The London Borough of Hammersmith and Fulham is a London borough in West London and which also forms part of Inner London. The borough was formed in 1965 as the London Borough of Hammersmith from the merger of the former Metropolitan Boroughs of Fulham and Hammersmith. The name was changed to Hammersmith and Fulham in 1979. The borough borders Brent to the north, the Royal Borough of Kensington and Chelsea to the east, Wandsworth to the south, Richmond upon Thames to the south west, and Hounslow and Ealing to the west.

Traversed by the east–west main roads of the A4 Great West Road and the A40 Westway, many international corporations have offices in the borough. The local council is Hammersmith and Fulham London Borough Council. The borough is amongst the four most expensive boroughs for residential properties in the United Kingdom, along with Kensington and Chelsea, the City of Westminster and Camden.

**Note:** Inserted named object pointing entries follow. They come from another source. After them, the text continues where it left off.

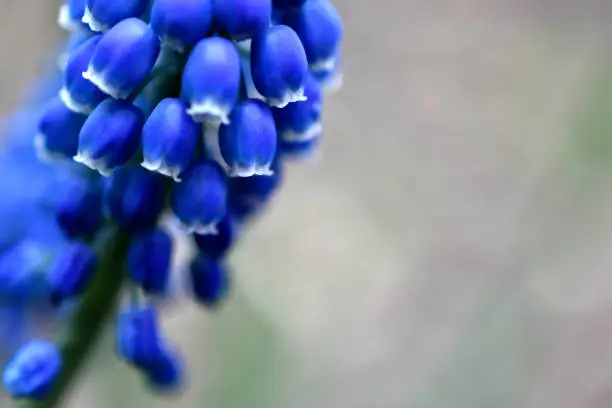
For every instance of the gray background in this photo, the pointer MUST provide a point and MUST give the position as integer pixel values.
(451, 247)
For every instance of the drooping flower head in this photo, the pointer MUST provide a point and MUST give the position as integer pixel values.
(169, 118)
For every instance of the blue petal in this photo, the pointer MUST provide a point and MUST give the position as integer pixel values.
(79, 94)
(181, 23)
(200, 201)
(101, 15)
(217, 246)
(288, 3)
(71, 271)
(279, 66)
(149, 260)
(137, 336)
(209, 281)
(123, 58)
(248, 142)
(135, 197)
(242, 19)
(58, 131)
(78, 207)
(169, 139)
(33, 370)
(301, 121)
(211, 79)
(110, 136)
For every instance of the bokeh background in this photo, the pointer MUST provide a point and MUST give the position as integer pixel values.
(451, 248)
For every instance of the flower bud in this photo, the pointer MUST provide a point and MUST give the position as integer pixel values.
(319, 27)
(166, 374)
(78, 207)
(110, 136)
(215, 247)
(248, 142)
(71, 271)
(242, 19)
(101, 15)
(200, 201)
(248, 195)
(58, 131)
(279, 66)
(288, 3)
(169, 139)
(149, 259)
(79, 94)
(137, 338)
(301, 121)
(123, 58)
(209, 281)
(32, 371)
(70, 15)
(211, 80)
(135, 198)
(181, 23)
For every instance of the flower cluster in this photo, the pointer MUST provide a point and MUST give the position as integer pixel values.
(181, 107)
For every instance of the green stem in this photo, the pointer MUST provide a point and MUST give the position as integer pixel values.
(89, 320)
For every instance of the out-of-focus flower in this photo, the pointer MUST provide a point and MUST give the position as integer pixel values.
(33, 370)
(214, 95)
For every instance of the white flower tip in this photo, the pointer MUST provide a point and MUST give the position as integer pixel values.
(200, 229)
(97, 79)
(72, 104)
(94, 25)
(40, 146)
(95, 164)
(312, 132)
(163, 169)
(290, 96)
(172, 44)
(209, 111)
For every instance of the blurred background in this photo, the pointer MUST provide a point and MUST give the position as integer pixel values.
(451, 247)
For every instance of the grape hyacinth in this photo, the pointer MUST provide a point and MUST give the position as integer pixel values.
(169, 118)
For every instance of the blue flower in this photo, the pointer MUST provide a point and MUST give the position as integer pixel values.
(33, 370)
(101, 15)
(166, 374)
(70, 15)
(110, 136)
(287, 3)
(301, 121)
(22, 269)
(75, 40)
(248, 142)
(78, 206)
(137, 338)
(71, 271)
(209, 281)
(149, 261)
(123, 58)
(242, 19)
(216, 246)
(135, 198)
(200, 201)
(279, 47)
(58, 131)
(181, 23)
(169, 139)
(319, 27)
(211, 80)
(78, 93)
(248, 195)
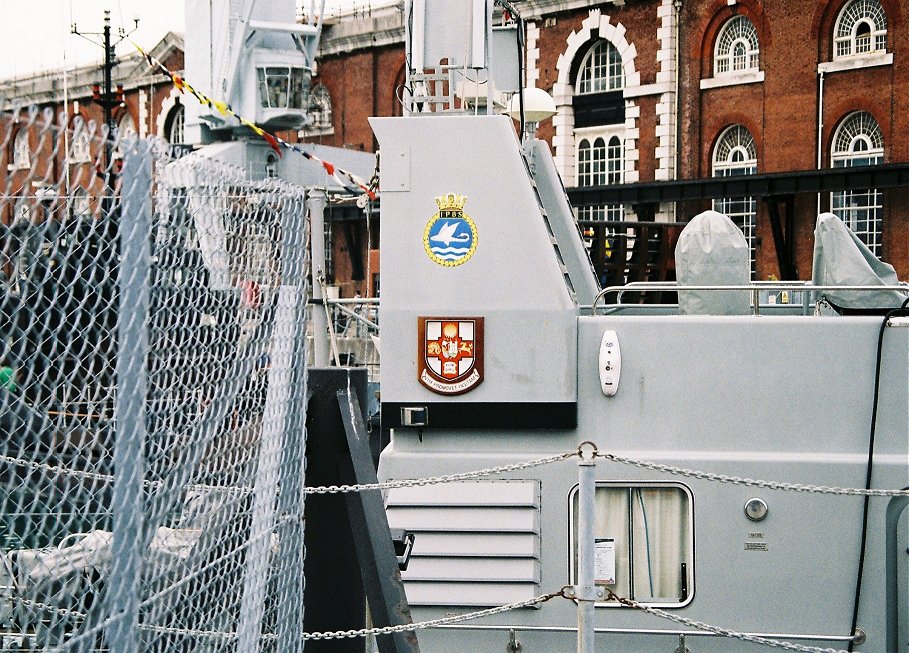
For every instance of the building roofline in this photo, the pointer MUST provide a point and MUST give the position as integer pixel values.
(777, 184)
(131, 70)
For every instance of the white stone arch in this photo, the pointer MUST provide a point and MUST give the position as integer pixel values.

The borough is unique in London in having three professional football clubs: Chelsea, Fulham and Queens Park Rangers.

==History==
The area of the modern borough broadly corresponds to the ancient parish of Fulham, which was part of the county of Middlesex. The manor (estate) of Fulham can be traced back to the seventh century when it was granted to the Bishop of London. The chapelry of Hammersmith was given its own vestry in 1631, making it a separate civil parish from Fulham.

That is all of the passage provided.